How 12 Infants Gained Eyesight Through Stem Cell Therapy
In a breakthrough that scientists are calling remarkable, cataracts in the lens of the eye can now be cured by inducing stem cells to regenerate and grow a living lens to reverse blindness in just three months. Surgeons have succeeded in restoring sight in 12 infants born with congenital cataract (a clouded lens at birth).
This leap in regenerative medicine can potentially help millions of people by treating cataracts with their own stem cells. The current treatment for cataracts involves surgery in which the opacified lens is replaced with a plastic lens. The procedure has associated complications such as infection and inflammation, as well as a characteristic nighttime halo effect on the vision. The surgery is even riskier in babies who have eyes that are still developing.
An age-related cataract occurs due to clumps of protein building up on the lens, clouding it and leading to decreased vision. Scientists at the University of California, San Diego, have applied ground-breaking stem cell technology to treat cataracts by coaxing stem cells to grow a lens, obviating the need for surgery.

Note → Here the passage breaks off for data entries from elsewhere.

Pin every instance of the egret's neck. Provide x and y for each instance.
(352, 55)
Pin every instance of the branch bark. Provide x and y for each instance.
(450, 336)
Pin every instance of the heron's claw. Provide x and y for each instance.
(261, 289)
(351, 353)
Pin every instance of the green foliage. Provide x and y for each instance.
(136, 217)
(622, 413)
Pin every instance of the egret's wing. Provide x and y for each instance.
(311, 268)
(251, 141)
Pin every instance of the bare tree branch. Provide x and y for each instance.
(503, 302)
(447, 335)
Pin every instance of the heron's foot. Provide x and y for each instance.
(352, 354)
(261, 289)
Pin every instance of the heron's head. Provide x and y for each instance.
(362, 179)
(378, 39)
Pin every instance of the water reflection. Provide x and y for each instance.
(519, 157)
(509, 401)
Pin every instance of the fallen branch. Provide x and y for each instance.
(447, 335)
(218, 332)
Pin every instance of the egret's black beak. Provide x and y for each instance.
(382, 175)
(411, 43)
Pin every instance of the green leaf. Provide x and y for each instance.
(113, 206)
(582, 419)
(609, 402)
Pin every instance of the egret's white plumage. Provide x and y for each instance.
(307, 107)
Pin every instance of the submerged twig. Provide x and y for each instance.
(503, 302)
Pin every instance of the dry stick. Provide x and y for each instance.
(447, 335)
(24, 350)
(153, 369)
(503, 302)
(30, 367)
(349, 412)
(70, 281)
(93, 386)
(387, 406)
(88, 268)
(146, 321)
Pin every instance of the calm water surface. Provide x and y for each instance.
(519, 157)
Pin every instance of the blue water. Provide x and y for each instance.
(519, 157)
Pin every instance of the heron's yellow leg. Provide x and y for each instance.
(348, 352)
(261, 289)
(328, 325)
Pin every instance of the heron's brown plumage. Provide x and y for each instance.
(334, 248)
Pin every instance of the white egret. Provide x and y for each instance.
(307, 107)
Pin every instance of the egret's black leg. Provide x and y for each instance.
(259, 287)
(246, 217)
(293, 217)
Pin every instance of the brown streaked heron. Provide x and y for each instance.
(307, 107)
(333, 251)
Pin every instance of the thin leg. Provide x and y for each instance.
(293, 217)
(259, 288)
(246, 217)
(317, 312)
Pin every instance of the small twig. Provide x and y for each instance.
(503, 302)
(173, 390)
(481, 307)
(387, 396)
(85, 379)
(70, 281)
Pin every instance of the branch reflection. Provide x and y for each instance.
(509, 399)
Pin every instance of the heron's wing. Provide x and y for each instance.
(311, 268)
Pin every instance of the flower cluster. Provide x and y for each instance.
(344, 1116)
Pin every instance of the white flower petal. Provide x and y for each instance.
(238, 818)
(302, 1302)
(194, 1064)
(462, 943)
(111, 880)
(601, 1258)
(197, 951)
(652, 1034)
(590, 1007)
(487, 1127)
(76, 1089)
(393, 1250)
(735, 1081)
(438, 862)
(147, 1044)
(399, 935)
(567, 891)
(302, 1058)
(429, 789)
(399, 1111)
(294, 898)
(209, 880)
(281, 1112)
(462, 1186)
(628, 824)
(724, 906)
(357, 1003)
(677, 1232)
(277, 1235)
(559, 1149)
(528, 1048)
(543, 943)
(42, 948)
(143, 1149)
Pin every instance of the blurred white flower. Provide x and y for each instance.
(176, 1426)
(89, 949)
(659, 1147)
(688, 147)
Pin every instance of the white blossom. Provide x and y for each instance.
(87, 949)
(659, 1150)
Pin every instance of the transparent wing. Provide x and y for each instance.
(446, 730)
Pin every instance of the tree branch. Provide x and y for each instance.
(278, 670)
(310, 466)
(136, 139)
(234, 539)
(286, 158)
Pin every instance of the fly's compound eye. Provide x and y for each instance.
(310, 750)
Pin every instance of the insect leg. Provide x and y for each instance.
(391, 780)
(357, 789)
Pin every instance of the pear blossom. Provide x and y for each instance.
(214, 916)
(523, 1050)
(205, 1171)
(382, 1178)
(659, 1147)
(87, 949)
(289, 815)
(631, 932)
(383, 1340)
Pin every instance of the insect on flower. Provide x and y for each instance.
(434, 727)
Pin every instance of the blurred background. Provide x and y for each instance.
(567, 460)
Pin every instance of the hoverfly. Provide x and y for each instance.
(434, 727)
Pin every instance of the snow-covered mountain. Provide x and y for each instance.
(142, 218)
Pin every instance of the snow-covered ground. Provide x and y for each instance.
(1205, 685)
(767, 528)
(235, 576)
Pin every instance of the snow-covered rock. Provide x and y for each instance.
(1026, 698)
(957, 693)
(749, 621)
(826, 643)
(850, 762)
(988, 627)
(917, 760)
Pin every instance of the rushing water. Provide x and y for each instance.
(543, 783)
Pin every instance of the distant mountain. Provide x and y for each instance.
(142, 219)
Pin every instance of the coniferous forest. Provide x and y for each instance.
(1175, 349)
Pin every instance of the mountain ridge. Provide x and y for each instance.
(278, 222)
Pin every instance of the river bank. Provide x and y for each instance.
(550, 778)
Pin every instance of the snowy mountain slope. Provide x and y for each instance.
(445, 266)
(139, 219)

Dr. Kang Zhang of the UC San Diego School of Medicine and director of the Institute for Genomic Medicine is excited by the prospect of regenerating a person’s own cells to repair damaged tissues and treat diseases that were previously thought of as irreversible. Harnessing the body’s own regenerative power is a revolutionary approach that will define medicine in the decades to come. Stem cell treatment as a safer option to cataract surgery may well prove to be the shift that will lead to other modalities of medicine.
The 12 infants born with congenital cataract underwent stem cell therapy and were found to heal more quickly and with fewer complications compared to the control group of 25 infants who had conventional treatment with cataract surgery.
With more than 20 million Americans over the age of 40 affected by cataracts and 3.5 million lens replacement procedures performed in the United States every year, cataract surgery is by far the most common procedure performed by an eye surgeon. The federal government spends more than 3 billion dollars a year on the treatment of cataracts through Medicare. The average cost of cataract surgery for each eye is more than $3,000.
The artificial intraocular lens inserted during cataract surgery that restores a person’s sight, but many patients are left with poor vision and require glasses for reading and driving. With the new stem cell technique, the ophthalmic surgeon removes the clouded lens, but leaves its capsule behind. Regenerative stem cells in the vicinity are then moved near the capsule where they regrow a curved, clear, and fully-functional lens in three months.
The hypothesis that stem cells in the eye can be prompted to regenerate a lens was first tested in rabbits and primates. The successful treatment of the 12 infants is being hailed as a remarkable achievement and one of the finest in the field of regenerative medicine.
Calling it science at its best, leading ophthalmologists around the world are enthusiastic about the regenerative and therapeutic potential of stem cells. This new approach could potentially replace the current best practice for the treatment of cataracts, but perhaps what is even more promising is that the technology has the potential to restore sight in people with permanent blindness due to a range of other conditions.